Credit growth too high

Published: 15/1/2003

At its Wednesday meeting the Council of the Croatian National Bank reviewed recent economic and monetary developments and the quarterly report on the banking system. The Council was also briefed about the final report on the on-site examination of the foreign exchange operations in Riječka banka and made a number of decisions acting in accordance with its authority.

In the third quarter gross domestic product grew by 6.5 percent reaching a cumulative year-on-year growth rate of 5 percent in the first nine months. Industrial production grew 5.4 percent year-on-year in November and high growth rates were also recorded in some other economic sectors. Registered unemployment was 0.6 percent lower in November than a year ago, but real net wages were about 4.4 percent higher. In December, retail prices grew by 0.1 percent, so that the inflation measured by the year-on-year rate of change in the RPI was as low as 2.3 percent. Core inflation for 2002 stood at 1.2 percent, while producer prices grew by 2.3 percent.

As opposed to these favorable indicators, foreign trade deficit grew significantly (the year-on-year growth in the first eleven months was 27.2 percent). Very high growth rates were also observed in bank credits (at end-November credits to households were 40.3 percent and corporate credits 21.4 percent higher than in the same month previous year). Considering that the growth in bank placements is based on the growth in foreign liabilities rather than on domestic deposits, it is clear that the increased domestic consumption is financed by foreign bank borrowing. This has a disturbing impact on the balance of payments and the external debt growth, and temporarily generates strong appreciation pressures. A continuation of such trend could threaten macroeconomic stability.

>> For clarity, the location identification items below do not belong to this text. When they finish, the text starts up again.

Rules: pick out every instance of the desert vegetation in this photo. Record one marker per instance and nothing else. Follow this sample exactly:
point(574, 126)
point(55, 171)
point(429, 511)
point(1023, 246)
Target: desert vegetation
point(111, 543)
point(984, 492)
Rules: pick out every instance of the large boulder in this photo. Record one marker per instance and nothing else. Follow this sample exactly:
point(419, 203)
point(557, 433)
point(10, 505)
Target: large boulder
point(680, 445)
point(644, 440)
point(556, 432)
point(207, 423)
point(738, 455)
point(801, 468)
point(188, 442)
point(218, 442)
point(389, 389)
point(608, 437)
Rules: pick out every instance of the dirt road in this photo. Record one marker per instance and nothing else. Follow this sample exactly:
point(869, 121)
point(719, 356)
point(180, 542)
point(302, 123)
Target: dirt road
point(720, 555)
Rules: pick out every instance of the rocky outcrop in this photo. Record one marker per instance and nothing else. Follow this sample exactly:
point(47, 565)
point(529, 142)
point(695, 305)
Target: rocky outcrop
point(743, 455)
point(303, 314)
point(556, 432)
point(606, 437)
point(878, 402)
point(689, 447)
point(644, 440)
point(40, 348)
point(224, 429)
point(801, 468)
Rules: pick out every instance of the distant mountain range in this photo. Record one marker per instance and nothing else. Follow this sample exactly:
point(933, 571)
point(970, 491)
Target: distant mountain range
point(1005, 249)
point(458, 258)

According to the central bank estimates, an annual increase in placements of 16 percent would be enough to support further economic growth, without putting too much pressure on the balance of payments and foreign borrowing. It was therefore decided that banks whose placements grew more than: 4 percent by end-March, 8 percent by end-June, 12 percent by end-September or 16 percent by the end of the year, should be obliged to purchase CNB bills to the amount twice as high as the amount in excess of the above mentioned rates. The maturity of the purchased bills will be 91 days, with the annual interest rate of 0.50 percent. However, the central bank will not repurchase them or accept them as collateral for a Lombard loan, neither will the banks be allowed to sell them to another party before maturity.

As of the beginning of February, the decision that obliged banks to maintain a minimum 53 percent coverage of their foreign exchange liabilities by the foreign exchange claims ceases to be valid. Instead of that, a new decision prescribes a minimum of 35 percent coverage of the extended base, and that coverage will have to be maintained on a daily basis. The former decision allowed some evasions in the way that banks ensured the prescribed claims/liabilities ratio only on the last day of the month by taking on short-term loans abroad. As certain banks are not capable of meeting the new requirements immediately, there will be a transition period for gradual adjustment.

The remuneration paid by the Croatian National Bank for the kuna part of the reserve requirements was reduced from 1.75 percent to 1.50 percent. This change was based on a decrease in deposit interest rates of banks (the average interest rate on kuna deposits not indexed to a foreign currency was 1.58 percent, of which only 1.28 percent on deposits of legal entities), as well as on a decrease in interest rates in interbank trading (over the last three months the interest rate on overnight loans ranged between 0.24 percent and 3 percent; in December, the average overnight rate on the Zagreb Money Market stood at 1.8 percent, and was half as high in direct interbank trading).

Pursuant to the amendment to the Decision regulating the issue of the approval to a domestic person for holding foreign exchange deposits in an account abroad, such approval can only be given to the applicants who have no unsettled balances in their domestic regular operations accounts.

The CNB Council agreed to the proposal of the Supervisory Board of Privredna banka Zagreb d.d. to nominate Božo Prka for a second term of office as chairman of the Management Board of that bank, with Ivan Gerovac, Davor Holjevac, Tomislav Lazarić, Giancarlo Mirande and Draženko Pavlinić as the Management Board members.

Zagrebačka banka d.d. Zagreb was given prior approval for a merger with Cassa di Risparmio di Trieste- Banca d.d. Zagreb. As both financial institutions belong to the same banking group, this merger is not going to change the ownership structure of the banking system.